Während einer Wanderung zum Schloss Lichtenstein bei Reutlingen stürzt eine Kinderbetreuerin ab und verunglückt tödlich. Ein Elfjähriger wird beim Sturz schwer verletzt. (Symbolbild) Foto: dpa

Tragischer Unfall beim Schloss Lichtenstein bei Reutlingen: Während der Wanderung mit einer Kindergruppe stürzt eine 62-jährige Betreuerin ab und verunglückt tödlich. Ein Elfjähriger wird beim Sturz schwer verletzt.

Tragischer Unfall beim Schloss Lichtenstein bei Reutlingen: Während der Wanderung mit einer Kindergruppe stürzt eine 62-jährige Betreuerin ab und verunglückt tödlich. Ein Elfjähriger wird beim Sturz schwer verletzt.

Reutlingen - Vor den Augen der Kinder ist eine Betreuerin beim Wandern in Lichtenstein (Kreis Reutlingen) abgestürzt und ums Leben gekommen. Die 62 Jahre alte Frau habe am Mittwoch einem Elfjährigen helfen wollen, der abgerutscht war, sagte ein Sprecher der Polizei. Der Junge erlitt schwerste Verletzungen.

Die Gruppe aus vier Erwachsenen und 16 Kindern war bei sonnigem Wetter im Rahmen des Kinderferienprogramms eines Reutlinger Jugendhauses beim Schloss Lichtenstein unterwegs gewesen. Der Großteil der Gruppe war vorausgegangen und die 62-Jährige bildete mit drei Kindern den Schluss. Etwa 500 Meter vor dem Schloss rutschte der Elfjährige mit dem Fuß auf einem schmalen Weg aus, fiel hin und rutschte den steilen Abhang hinunter. Die 62-jährige Betreuerin wollte dem Jungen sofort helfen und begab sich ebenfalls in den Steilhang. Hierbei verlor sie den Halt und stürzte ab. Mehrere Meter in die Tiefe.

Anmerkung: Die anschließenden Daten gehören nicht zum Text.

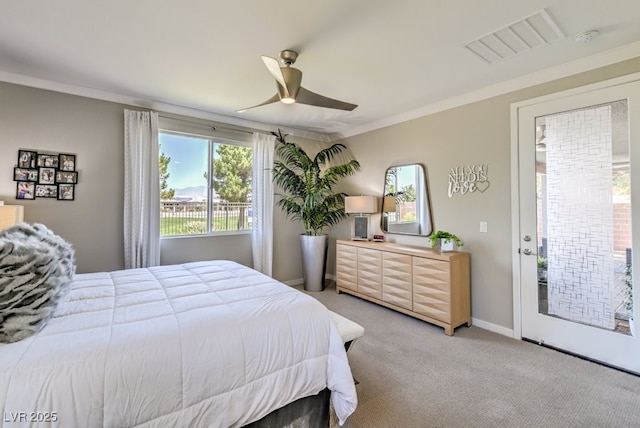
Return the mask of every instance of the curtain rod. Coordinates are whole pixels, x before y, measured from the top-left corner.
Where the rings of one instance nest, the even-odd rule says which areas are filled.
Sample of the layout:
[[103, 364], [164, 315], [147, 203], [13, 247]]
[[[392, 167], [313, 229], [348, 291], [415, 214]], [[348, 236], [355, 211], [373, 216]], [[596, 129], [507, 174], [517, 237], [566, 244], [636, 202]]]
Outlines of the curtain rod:
[[240, 128], [227, 128], [224, 126], [213, 126], [213, 130], [214, 131], [232, 131], [232, 132], [244, 132], [245, 134], [249, 134], [249, 135], [253, 135], [254, 132], [257, 132], [259, 134], [263, 134], [263, 132], [260, 131], [247, 131], [246, 129], [240, 129]]
[[[271, 132], [273, 132], [268, 129], [260, 130], [260, 129], [253, 128], [253, 130], [249, 130], [252, 128], [249, 128], [249, 129], [240, 128], [240, 127], [229, 126], [228, 124], [219, 126], [217, 125], [217, 123], [220, 123], [220, 122], [215, 122], [213, 120], [210, 120], [211, 124], [207, 124], [207, 123], [203, 123], [202, 121], [209, 121], [208, 119], [190, 118], [190, 117], [180, 116], [180, 115], [174, 116], [171, 113], [158, 113], [158, 116], [162, 119], [169, 119], [169, 120], [175, 120], [176, 122], [189, 123], [196, 126], [201, 126], [203, 128], [208, 128], [209, 130], [213, 130], [213, 131], [223, 131], [223, 132], [229, 131], [229, 132], [238, 132], [238, 133], [249, 134], [249, 135], [253, 135], [254, 132], [258, 134], [263, 134], [263, 135], [271, 135]], [[326, 135], [314, 134], [312, 131], [303, 131], [303, 130], [297, 130], [294, 128], [287, 128], [287, 127], [278, 127], [278, 129], [288, 133], [288, 135], [291, 135], [292, 137], [309, 138], [312, 140], [317, 140], [322, 143], [333, 142], [333, 140], [327, 137]], [[309, 133], [311, 133], [312, 135], [309, 135]]]
[[163, 118], [163, 119], [175, 120], [177, 122], [183, 122], [183, 123], [188, 123], [188, 124], [191, 124], [191, 125], [201, 126], [203, 128], [208, 128], [208, 129], [213, 130], [213, 131], [242, 132], [244, 134], [249, 134], [249, 135], [253, 135], [254, 132], [257, 132], [259, 134], [265, 134], [264, 131], [249, 131], [249, 130], [243, 129], [243, 128], [219, 126], [219, 125], [216, 125], [215, 122], [213, 122], [212, 124], [209, 125], [209, 124], [206, 124], [206, 123], [202, 123], [199, 120], [192, 120], [192, 119], [189, 119], [189, 118], [174, 117], [174, 116], [170, 116], [170, 115], [166, 115], [166, 114], [159, 114], [159, 116], [161, 118]]

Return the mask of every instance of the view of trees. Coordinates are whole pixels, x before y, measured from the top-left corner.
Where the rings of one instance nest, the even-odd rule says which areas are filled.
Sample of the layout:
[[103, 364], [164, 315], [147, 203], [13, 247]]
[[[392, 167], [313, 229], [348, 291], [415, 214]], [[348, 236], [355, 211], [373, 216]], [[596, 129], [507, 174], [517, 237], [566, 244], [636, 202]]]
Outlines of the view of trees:
[[[251, 177], [253, 154], [250, 148], [217, 144], [218, 156], [213, 161], [213, 178], [211, 184], [221, 200], [226, 202], [248, 202], [251, 195]], [[175, 196], [175, 189], [169, 188], [169, 163], [171, 158], [160, 153], [160, 199], [170, 200]], [[207, 172], [204, 173], [205, 179]]]
[[218, 144], [213, 160], [213, 189], [227, 202], [247, 202], [251, 195], [252, 151], [248, 147]]
[[416, 188], [413, 184], [405, 184], [399, 190], [396, 190], [398, 184], [398, 169], [394, 168], [387, 172], [385, 177], [386, 196], [395, 196], [398, 202], [415, 202]]
[[[200, 136], [160, 136], [161, 236], [251, 229], [247, 216], [253, 172], [251, 147]], [[211, 172], [204, 172], [203, 183], [197, 176], [201, 168], [207, 169], [207, 159]], [[207, 187], [203, 186], [206, 183]]]
[[[160, 146], [162, 147], [162, 146]], [[167, 180], [169, 179], [169, 162], [171, 162], [171, 158], [165, 156], [164, 153], [160, 152], [160, 200], [170, 200], [173, 199], [176, 191], [174, 189], [169, 189], [169, 184]]]
[[[253, 152], [249, 147], [216, 145], [211, 184], [220, 199], [227, 202], [248, 202], [251, 195]], [[206, 173], [205, 173], [206, 176]], [[238, 229], [245, 223], [245, 209], [240, 209]]]

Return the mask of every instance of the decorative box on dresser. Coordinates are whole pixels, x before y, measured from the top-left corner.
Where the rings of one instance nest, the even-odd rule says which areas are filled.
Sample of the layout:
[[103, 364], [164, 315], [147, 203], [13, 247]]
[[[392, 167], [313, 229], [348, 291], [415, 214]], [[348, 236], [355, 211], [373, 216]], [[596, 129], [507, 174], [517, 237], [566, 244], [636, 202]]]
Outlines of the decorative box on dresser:
[[469, 253], [390, 242], [336, 242], [336, 290], [444, 328], [471, 326]]

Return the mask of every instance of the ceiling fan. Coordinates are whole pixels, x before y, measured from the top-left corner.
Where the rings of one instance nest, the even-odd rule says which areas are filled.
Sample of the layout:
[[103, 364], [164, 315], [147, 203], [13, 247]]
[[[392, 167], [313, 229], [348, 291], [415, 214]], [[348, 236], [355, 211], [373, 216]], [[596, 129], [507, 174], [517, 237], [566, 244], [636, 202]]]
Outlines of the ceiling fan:
[[277, 59], [262, 55], [262, 61], [267, 66], [267, 69], [271, 75], [276, 79], [276, 86], [278, 92], [258, 105], [238, 110], [238, 113], [242, 113], [249, 109], [260, 107], [263, 105], [282, 102], [284, 104], [307, 104], [316, 107], [333, 108], [339, 110], [351, 111], [358, 107], [356, 104], [345, 103], [344, 101], [334, 100], [333, 98], [327, 98], [323, 95], [316, 94], [305, 88], [300, 83], [302, 82], [302, 71], [297, 68], [291, 67], [298, 58], [298, 53], [292, 50], [284, 50], [280, 52], [280, 61], [284, 64], [283, 67]]

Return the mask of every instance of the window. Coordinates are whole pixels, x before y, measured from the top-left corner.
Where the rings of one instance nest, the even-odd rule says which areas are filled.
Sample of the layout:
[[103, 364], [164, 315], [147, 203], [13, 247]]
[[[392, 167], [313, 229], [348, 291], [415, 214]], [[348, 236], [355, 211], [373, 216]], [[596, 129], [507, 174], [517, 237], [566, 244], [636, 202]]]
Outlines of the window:
[[161, 131], [160, 236], [251, 230], [246, 142]]

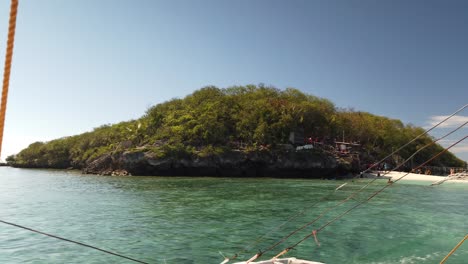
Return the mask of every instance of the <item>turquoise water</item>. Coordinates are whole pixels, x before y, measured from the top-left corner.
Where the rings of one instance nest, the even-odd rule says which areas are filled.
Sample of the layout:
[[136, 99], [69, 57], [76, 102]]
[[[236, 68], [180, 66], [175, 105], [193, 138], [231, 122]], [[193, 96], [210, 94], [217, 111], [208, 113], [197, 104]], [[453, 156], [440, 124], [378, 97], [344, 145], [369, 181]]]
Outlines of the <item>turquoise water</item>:
[[[311, 207], [342, 184], [303, 179], [104, 177], [0, 168], [0, 219], [150, 263], [220, 263]], [[364, 182], [356, 181], [270, 232], [250, 258], [291, 228], [314, 219]], [[373, 184], [356, 200], [384, 186]], [[468, 184], [396, 183], [306, 240], [289, 256], [325, 263], [439, 263], [468, 230]], [[265, 253], [277, 254], [314, 227]], [[0, 224], [0, 263], [132, 263]], [[447, 263], [468, 263], [468, 244]]]

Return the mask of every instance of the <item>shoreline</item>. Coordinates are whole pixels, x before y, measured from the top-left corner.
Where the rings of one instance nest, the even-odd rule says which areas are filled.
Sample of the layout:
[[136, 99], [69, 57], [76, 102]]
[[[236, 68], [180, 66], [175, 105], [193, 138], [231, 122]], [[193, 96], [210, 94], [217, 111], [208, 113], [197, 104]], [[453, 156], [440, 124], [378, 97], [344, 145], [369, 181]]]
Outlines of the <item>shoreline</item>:
[[450, 175], [448, 176], [437, 176], [437, 175], [425, 175], [425, 174], [417, 174], [417, 173], [407, 173], [407, 172], [400, 172], [400, 171], [390, 171], [384, 172], [380, 171], [381, 176], [377, 176], [378, 172], [371, 172], [366, 173], [364, 178], [379, 178], [379, 179], [390, 179], [391, 181], [402, 180], [402, 181], [425, 181], [425, 182], [432, 182], [435, 183], [444, 183], [444, 182], [452, 182], [452, 183], [468, 183], [468, 177], [460, 178], [460, 177], [453, 177], [451, 178]]
[[[242, 175], [242, 174], [235, 174], [232, 173], [230, 175], [210, 175], [210, 174], [147, 174], [147, 175], [132, 175], [129, 173], [119, 173], [119, 170], [111, 171], [113, 173], [108, 174], [101, 174], [101, 173], [85, 173], [83, 170], [79, 169], [63, 169], [63, 168], [27, 168], [27, 167], [12, 167], [6, 166], [10, 168], [17, 168], [17, 169], [29, 169], [29, 170], [57, 170], [57, 171], [75, 171], [80, 174], [92, 174], [92, 175], [99, 175], [99, 176], [132, 176], [132, 177], [214, 177], [214, 178], [278, 178], [278, 179], [314, 179], [314, 180], [349, 180], [351, 178], [355, 178], [356, 176], [351, 176], [353, 173], [348, 172], [348, 174], [338, 173], [335, 175], [328, 175], [328, 177], [323, 177], [324, 174], [318, 173], [318, 175], [310, 175], [303, 170], [296, 173], [286, 173], [286, 174], [269, 174], [265, 171], [261, 175]], [[126, 172], [126, 171], [124, 171]], [[336, 172], [335, 172], [336, 173]], [[380, 176], [377, 176], [380, 174]], [[325, 174], [326, 175], [326, 174]], [[354, 174], [356, 175], [356, 174]], [[372, 171], [363, 174], [362, 178], [357, 179], [380, 179], [380, 180], [391, 180], [395, 181], [419, 181], [419, 182], [428, 182], [431, 185], [439, 185], [442, 183], [468, 183], [468, 174], [464, 173], [463, 175], [460, 174], [453, 174], [447, 176], [439, 176], [439, 175], [425, 175], [425, 174], [417, 174], [417, 173], [407, 173], [407, 172], [400, 172], [400, 171]]]

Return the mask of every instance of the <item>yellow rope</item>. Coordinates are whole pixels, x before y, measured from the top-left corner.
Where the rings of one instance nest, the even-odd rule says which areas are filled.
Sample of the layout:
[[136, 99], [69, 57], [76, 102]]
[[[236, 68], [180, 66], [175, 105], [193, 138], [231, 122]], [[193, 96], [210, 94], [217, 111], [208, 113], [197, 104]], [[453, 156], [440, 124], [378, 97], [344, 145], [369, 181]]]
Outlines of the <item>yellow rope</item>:
[[16, 14], [18, 13], [18, 0], [11, 0], [10, 21], [8, 24], [8, 40], [5, 55], [5, 68], [3, 71], [2, 102], [0, 105], [0, 155], [2, 154], [3, 130], [5, 128], [5, 113], [7, 107], [8, 87], [10, 85], [11, 61], [13, 58], [13, 45], [15, 42]]
[[468, 239], [468, 235], [466, 235], [458, 244], [445, 256], [445, 258], [440, 262], [440, 264], [444, 264], [445, 261]]
[[272, 259], [277, 259], [277, 258], [283, 256], [284, 254], [288, 253], [289, 250], [291, 250], [291, 249], [290, 249], [290, 248], [284, 249], [283, 251], [281, 251], [280, 253], [278, 253], [278, 255], [274, 256]]

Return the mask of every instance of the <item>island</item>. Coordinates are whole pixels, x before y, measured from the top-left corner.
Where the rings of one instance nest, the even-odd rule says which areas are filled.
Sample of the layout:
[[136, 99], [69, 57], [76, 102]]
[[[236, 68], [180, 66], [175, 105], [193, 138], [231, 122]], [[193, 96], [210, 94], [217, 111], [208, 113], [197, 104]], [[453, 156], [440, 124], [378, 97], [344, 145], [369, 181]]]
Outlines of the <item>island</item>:
[[[294, 88], [208, 86], [154, 105], [136, 120], [32, 143], [6, 161], [101, 175], [337, 178], [372, 166], [423, 132]], [[378, 166], [395, 166], [423, 146], [401, 169], [443, 150], [424, 135]], [[450, 152], [428, 165], [466, 166]]]

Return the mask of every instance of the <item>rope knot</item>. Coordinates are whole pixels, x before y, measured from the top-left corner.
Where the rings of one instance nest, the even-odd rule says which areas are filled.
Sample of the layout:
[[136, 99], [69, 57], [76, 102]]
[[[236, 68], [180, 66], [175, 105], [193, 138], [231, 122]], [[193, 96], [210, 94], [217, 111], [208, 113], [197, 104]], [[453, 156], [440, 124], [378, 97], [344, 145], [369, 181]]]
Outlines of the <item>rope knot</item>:
[[262, 251], [259, 251], [257, 254], [255, 254], [255, 256], [251, 257], [249, 260], [247, 260], [245, 263], [249, 264], [250, 262], [258, 259], [259, 257], [261, 257], [263, 255], [263, 252]]
[[315, 243], [317, 244], [317, 246], [320, 247], [320, 242], [318, 241], [318, 238], [317, 238], [317, 233], [318, 231], [317, 230], [313, 230], [312, 231], [312, 235], [314, 235], [314, 240], [315, 240]]

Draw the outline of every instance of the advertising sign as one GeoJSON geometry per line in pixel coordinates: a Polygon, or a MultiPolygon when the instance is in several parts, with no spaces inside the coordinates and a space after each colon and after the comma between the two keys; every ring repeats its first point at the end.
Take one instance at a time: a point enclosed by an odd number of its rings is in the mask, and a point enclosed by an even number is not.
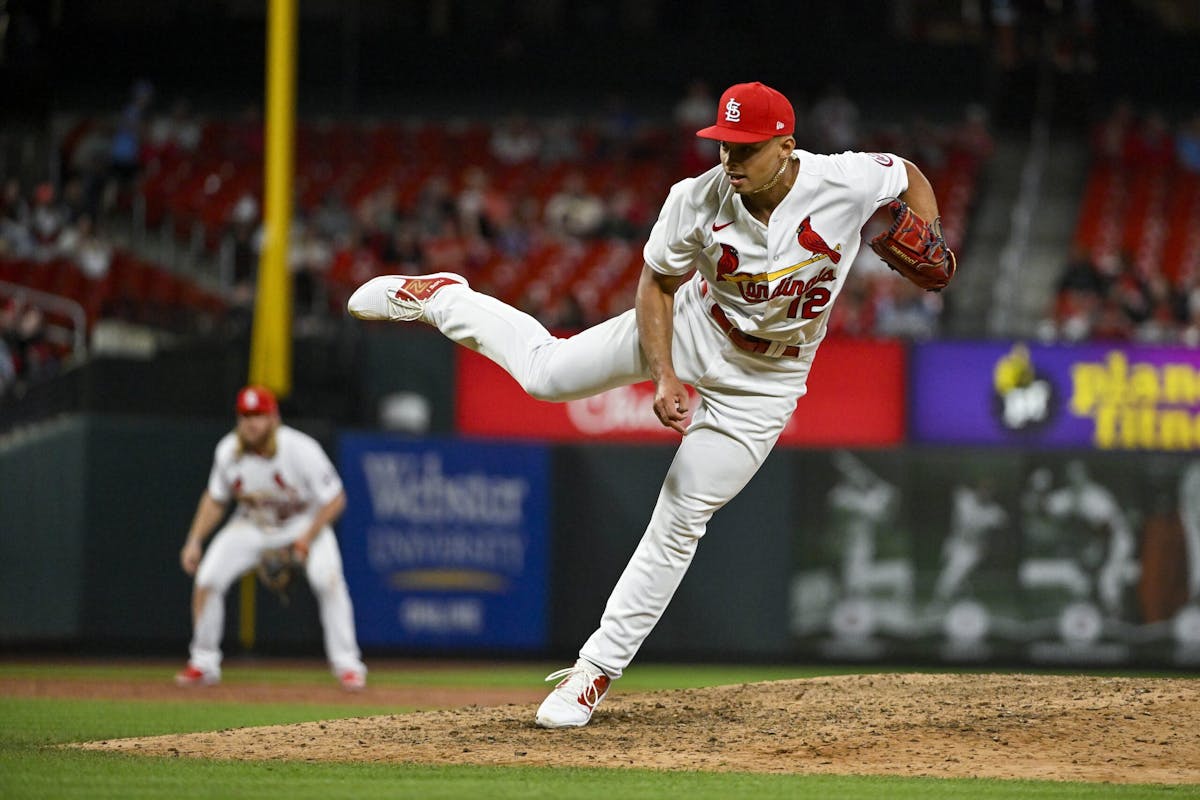
{"type": "Polygon", "coordinates": [[[790,618],[806,655],[1200,664],[1200,459],[802,457],[790,618]]]}
{"type": "MultiPolygon", "coordinates": [[[[478,353],[458,349],[457,429],[473,436],[541,441],[679,441],[654,416],[654,385],[548,403],[527,395],[478,353]]],[[[904,440],[904,346],[830,339],[821,344],[808,394],[779,439],[793,447],[886,447],[904,440]]],[[[693,395],[694,405],[694,395],[693,395]]]]}
{"type": "Polygon", "coordinates": [[[1200,449],[1200,350],[934,342],[911,360],[914,441],[1200,449]]]}
{"type": "Polygon", "coordinates": [[[544,448],[345,435],[339,469],[338,538],[362,644],[545,644],[544,448]]]}

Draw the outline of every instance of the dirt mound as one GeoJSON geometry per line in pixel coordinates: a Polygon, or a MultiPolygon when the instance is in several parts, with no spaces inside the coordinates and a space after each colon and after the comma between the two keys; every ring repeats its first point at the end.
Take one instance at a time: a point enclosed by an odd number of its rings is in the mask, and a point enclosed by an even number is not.
{"type": "Polygon", "coordinates": [[[146,755],[1200,783],[1187,679],[854,675],[623,695],[582,729],[536,704],[90,742],[146,755]]]}

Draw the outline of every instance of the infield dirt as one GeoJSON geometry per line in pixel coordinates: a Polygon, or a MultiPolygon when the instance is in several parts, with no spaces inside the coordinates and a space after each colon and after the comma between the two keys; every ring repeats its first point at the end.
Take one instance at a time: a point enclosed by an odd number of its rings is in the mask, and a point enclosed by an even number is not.
{"type": "MultiPolygon", "coordinates": [[[[588,727],[559,731],[533,724],[540,690],[507,700],[500,690],[471,698],[484,705],[447,710],[81,746],[216,759],[1196,784],[1197,688],[1185,678],[927,674],[638,694],[617,684],[588,727]]],[[[399,701],[390,691],[358,701],[399,701]]],[[[424,695],[417,705],[434,704],[429,690],[413,691],[424,695]]]]}

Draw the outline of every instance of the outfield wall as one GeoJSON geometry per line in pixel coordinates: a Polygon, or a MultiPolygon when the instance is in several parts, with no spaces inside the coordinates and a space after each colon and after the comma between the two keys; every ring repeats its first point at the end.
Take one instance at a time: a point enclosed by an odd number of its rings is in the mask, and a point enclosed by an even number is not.
{"type": "MultiPolygon", "coordinates": [[[[357,396],[426,394],[431,427],[458,435],[289,416],[346,479],[363,643],[569,655],[673,442],[636,397],[533,403],[461,349],[455,379],[438,341],[374,339],[357,396]]],[[[714,517],[645,655],[1200,664],[1200,351],[855,346],[822,350],[838,358],[818,362],[795,438],[714,517]],[[874,386],[863,364],[895,366],[874,386]],[[882,423],[838,434],[855,429],[839,408],[882,423]]],[[[229,424],[79,414],[0,440],[0,645],[185,646],[178,552],[229,424]]],[[[320,652],[306,588],[287,607],[251,596],[247,626],[230,594],[231,651],[320,652]]]]}

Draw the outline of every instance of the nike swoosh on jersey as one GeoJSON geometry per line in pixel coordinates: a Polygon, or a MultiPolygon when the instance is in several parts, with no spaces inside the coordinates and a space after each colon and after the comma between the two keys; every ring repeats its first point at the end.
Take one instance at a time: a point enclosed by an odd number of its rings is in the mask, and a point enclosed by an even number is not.
{"type": "Polygon", "coordinates": [[[718,225],[717,223],[715,223],[715,222],[714,222],[714,223],[713,223],[713,230],[714,230],[714,231],[719,231],[719,230],[721,230],[722,228],[728,228],[730,225],[732,225],[732,224],[733,224],[733,222],[734,222],[733,220],[730,220],[729,222],[726,222],[724,225],[718,225]]]}
{"type": "MultiPolygon", "coordinates": [[[[839,244],[837,247],[835,247],[833,249],[841,252],[842,246],[839,244]]],[[[805,267],[807,267],[809,264],[815,264],[816,262],[820,261],[822,258],[829,258],[829,256],[825,255],[824,253],[817,253],[812,258],[806,258],[803,261],[801,261],[799,264],[792,264],[790,267],[784,267],[783,269],[777,269],[774,272],[756,272],[753,275],[748,275],[744,272],[735,272],[732,275],[722,275],[717,280],[726,281],[728,283],[759,283],[761,281],[766,281],[767,283],[770,283],[771,281],[779,280],[784,275],[791,275],[793,272],[802,270],[805,267]]]]}

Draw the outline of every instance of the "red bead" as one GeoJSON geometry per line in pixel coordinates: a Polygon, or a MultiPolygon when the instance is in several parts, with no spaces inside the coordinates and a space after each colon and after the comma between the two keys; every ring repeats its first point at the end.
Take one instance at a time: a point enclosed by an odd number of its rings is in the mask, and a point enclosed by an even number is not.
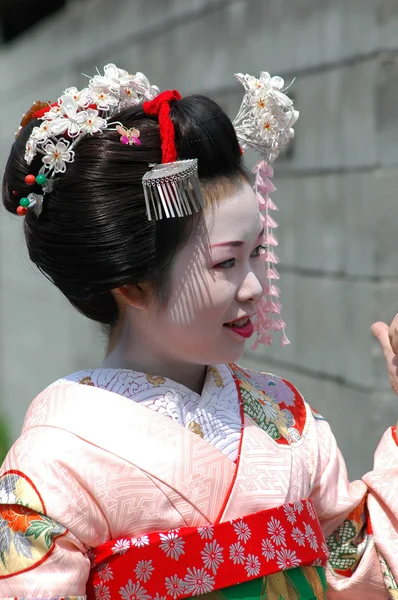
{"type": "Polygon", "coordinates": [[[12,193],[14,194],[14,196],[18,196],[19,195],[17,190],[13,190],[12,193]]]}
{"type": "Polygon", "coordinates": [[[27,185],[33,185],[36,183],[36,177],[34,175],[26,175],[25,183],[27,185]]]}
{"type": "Polygon", "coordinates": [[[27,212],[28,212],[27,208],[25,208],[24,206],[18,206],[17,213],[19,214],[20,217],[24,217],[27,212]]]}

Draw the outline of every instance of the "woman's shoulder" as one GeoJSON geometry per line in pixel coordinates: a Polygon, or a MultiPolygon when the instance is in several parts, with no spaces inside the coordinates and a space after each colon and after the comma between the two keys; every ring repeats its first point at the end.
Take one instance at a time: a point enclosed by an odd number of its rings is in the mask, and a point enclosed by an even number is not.
{"type": "Polygon", "coordinates": [[[74,373],[70,373],[69,375],[63,375],[59,379],[56,379],[55,381],[50,383],[50,385],[46,389],[51,389],[51,388],[57,387],[59,385],[66,384],[68,382],[94,386],[92,378],[93,378],[93,374],[97,370],[98,369],[83,369],[82,371],[76,371],[74,373]]]}
{"type": "MultiPolygon", "coordinates": [[[[58,416],[70,416],[76,402],[81,398],[83,386],[90,386],[94,392],[92,381],[94,370],[83,370],[60,377],[39,392],[30,403],[25,415],[22,433],[27,430],[53,424],[58,416]],[[77,401],[77,400],[76,400],[77,401]]],[[[98,390],[100,392],[100,390],[98,390]]],[[[76,416],[76,415],[75,415],[76,416]]]]}
{"type": "Polygon", "coordinates": [[[289,380],[231,365],[243,409],[279,444],[299,442],[314,420],[324,420],[289,380]]]}
{"type": "Polygon", "coordinates": [[[86,377],[85,371],[61,377],[32,400],[9,452],[14,457],[10,464],[19,465],[25,473],[37,470],[37,478],[40,469],[55,472],[57,465],[79,465],[83,455],[87,461],[97,458],[100,447],[90,443],[90,435],[98,424],[105,428],[109,420],[105,414],[97,415],[95,408],[104,404],[103,392],[91,387],[86,377]]]}

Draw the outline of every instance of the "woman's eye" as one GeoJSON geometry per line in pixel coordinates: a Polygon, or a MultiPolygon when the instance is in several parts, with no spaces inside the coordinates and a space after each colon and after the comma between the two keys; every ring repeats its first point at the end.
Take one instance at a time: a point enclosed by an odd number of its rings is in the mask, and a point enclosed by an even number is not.
{"type": "MultiPolygon", "coordinates": [[[[254,252],[251,254],[251,258],[257,258],[258,256],[261,256],[262,254],[264,254],[264,252],[266,251],[266,247],[263,246],[262,244],[260,244],[259,246],[257,246],[257,248],[254,250],[254,252]]],[[[218,263],[217,265],[214,265],[215,269],[232,269],[233,267],[235,267],[236,265],[236,258],[229,258],[228,260],[224,260],[221,263],[218,263]]]]}
{"type": "Polygon", "coordinates": [[[235,266],[235,258],[229,258],[228,260],[224,260],[224,262],[218,263],[218,265],[214,265],[215,269],[232,269],[235,266]]]}
{"type": "Polygon", "coordinates": [[[255,251],[253,252],[252,256],[254,258],[256,258],[257,256],[261,256],[262,254],[264,254],[264,252],[266,251],[266,247],[263,246],[262,244],[260,244],[259,246],[257,246],[257,248],[255,249],[255,251]]]}

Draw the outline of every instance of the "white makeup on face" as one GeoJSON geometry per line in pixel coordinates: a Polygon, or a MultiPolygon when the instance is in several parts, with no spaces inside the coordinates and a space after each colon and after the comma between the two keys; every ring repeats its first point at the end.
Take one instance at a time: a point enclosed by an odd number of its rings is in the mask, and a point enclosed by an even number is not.
{"type": "MultiPolygon", "coordinates": [[[[190,365],[241,357],[246,338],[225,324],[256,312],[265,285],[261,232],[258,202],[247,182],[206,212],[173,261],[167,306],[143,311],[147,351],[190,365]]],[[[250,327],[240,331],[250,335],[250,327]]]]}

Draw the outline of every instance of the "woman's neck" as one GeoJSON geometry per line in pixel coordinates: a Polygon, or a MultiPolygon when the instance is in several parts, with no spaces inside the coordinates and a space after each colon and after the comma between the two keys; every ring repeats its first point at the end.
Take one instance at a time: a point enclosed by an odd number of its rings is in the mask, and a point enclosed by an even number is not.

Zwei Mountainbiker seien an der Gruppe vorbeigeradelt und hätten die Rettungskräfte alarmiert, sagte der Polizeisprecher. Der Rest der Gruppe hatte das Unglück zunächst nicht mitbekommen.

Dichter Wald behindert Bergung

Da das Gelände dicht mit Bäumen bewachsen sei, habe ein Hubschrauber trotz Wärmebildkamera nicht bei der Suche nach der Frau helfen können. Zwischen dem ersten Hinweis über den Unfall und der Meldung, dass die 62-Jährige tot ist, seien fast 25 Minuten vergangen.

Zur Bergung der Frau waren ein Großaufgebot an Rettungskräften sowie die Bergwacht vor Ort. Der schwer verletzte Elfjährige sei per Helikopter in eine Spezialklinik geflogen worden.

Mitarbeiter des Deutschen Roten Kreuzes und Notfallseelsorger hätten sich um die unverletzten Begleiter sowie die Kinder im Alter von sieben bis zwölf Jahren gekümmert. Dem Sprecher zufolge sollten die Kinder am Mittwochabend wieder zu ihren Eltern gebracht werden.

Etwa 15 Meter abgestürzt ist am Mittwoch auch ein Sportkletterer im Albtal. Der Schwerverletzte musste nach Angaben der Bergwacht Schwarzwald in einen speziellen Bergesack gelegt und mit einem Notarzt an einer Winde hängend mit einem Hubschrauber aus dem Gelände geflogen werden. Der Mann kam in eine Klinik.